NETOBSERV-1994: remove unneeded bpf map update calls #466

msherif1234 · 2024-11-25T17:49:30Z

Description

bpf code was doing unnecessary calls to bpf_map_update_elem while the map is already been updated in place. which also added unneeded cpu load

Dependencies

n/a

Checklist

If you are not familiar with our processes or don't know what to answer in the list below, let us know in a comment: the maintainers will take care of that.

msherif1234 · 2024-11-25T17:52:51Z

/ok-to-test

github-actions · 2024-11-25T17:54:58Z

New image:
quay.io/netobserv/netobserv-ebpf-agent:9868e0f

It will expire after two weeks.

To deploy this build, run from the operator repo, assuming the operator is running:

USER=netobserv VERSION=9868e0f make set-agent-image

jotak · 2024-11-26T10:47:20Z

bpf/flows.c

@@ -152,7 +139,8 @@ static inline int flow_monitor(struct __sk_buff *skb, u8 direction) {
            if (trace_messages) {
                bpf_printk("error adding flow %d\n", ret);
            }
-
+            // Update global counter for hashmap update errors
+            increase_counter(HASHMAP_FLOWS_DROPPED);


we shouldn't report drops here, since the flows are still sent via RB, that would be misleading.
if the intent is to track hashmap update errors, we can already know that by looking at the RB usage metric that already exists (ie. if RB is used it's because there was a failed update)

ok yeah wanted to know when hmap not used and we do rb but I agree its duplicate I will remove it

jotak

LGTM

jotak · 2024-11-26T11:27:10Z

(I didn't find noticeable improvement in CPU though ...)

codecov · 2024-11-26T11:42:34Z

Codecov Report

All modified and coverable lines are covered by tests ✅

Project coverage is 29.57%. Comparing base (294ae3f) to head (ab8e306).

Additional details and impacted files

@@           Coverage Diff           @@
##             main     #466   +/-   ##
=======================================
  Coverage   29.56%   29.57%           
=======================================
  Files          50       50           
  Lines        4867     4866    -1     
=======================================
  Hits         1439     1439           
+ Misses       3322     3321    -1     
  Partials      106      106

Flag	Coverage Δ
unittests	`29.57% <ø> (+<0.01%)`	⬆️

Flags with carried forward coverage won't be shown.

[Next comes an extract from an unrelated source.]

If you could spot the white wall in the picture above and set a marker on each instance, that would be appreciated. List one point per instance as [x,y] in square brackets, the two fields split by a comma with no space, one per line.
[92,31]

Click here to find out more.

Files with missing lines	Coverage Δ
pkg/ebpf/bpf_x86_bpfel.go	`0.00% <ø> (ø)`
pkg/tracer/tracer.go	`0.00% <ø> (ø)`

openshift-ci · 2024-11-26T12:36:48Z

[APPROVALNOTIFIER] This PR is NOT APPROVED

This pull-request has been approved by:
Once this PR has been reviewed and has the lgtm label, please ask for approval from jotak. For more information see the Kubernetes Code Review Process.

The full list of commands accepted by this bot can be found here.

Needs approval from an approver in each of these files:

OWNERS

Approvers can indicate their approval by writing /approve in a comment
Approvers can cancel approval by writing /approve cancel in a comment

tohojo

A few nits, but also a more general comment: you're not handling failure of bpf_map_update(...,BPF_NOEXIST), which means that if two threads end up doing this concurrently, one of the creation attempts will be lost.

This is no worse than before the patch, though (before the patch, one attempt would silently overwrite the other, now one will just fail). But, well, it's possible to do better, so I would suggest handling the errors where possible :)

bpf/dns_tracker.h

bpf/flows.c

msherif1234 · 2024-11-26T13:24:39Z

A few nits, but also a more general comment: you're not handling failure of bpf_map_update(...,BPF_NOEXIST), which means that if two threads end up doing this concurrently, one of the creation attempts will be lost.

This is no worse than before the patch, though (before the patch, one attempt would silently overwrite the other, now one will just fail). But, well, it's possible to do better, so I would suggest handling the errors where possible :)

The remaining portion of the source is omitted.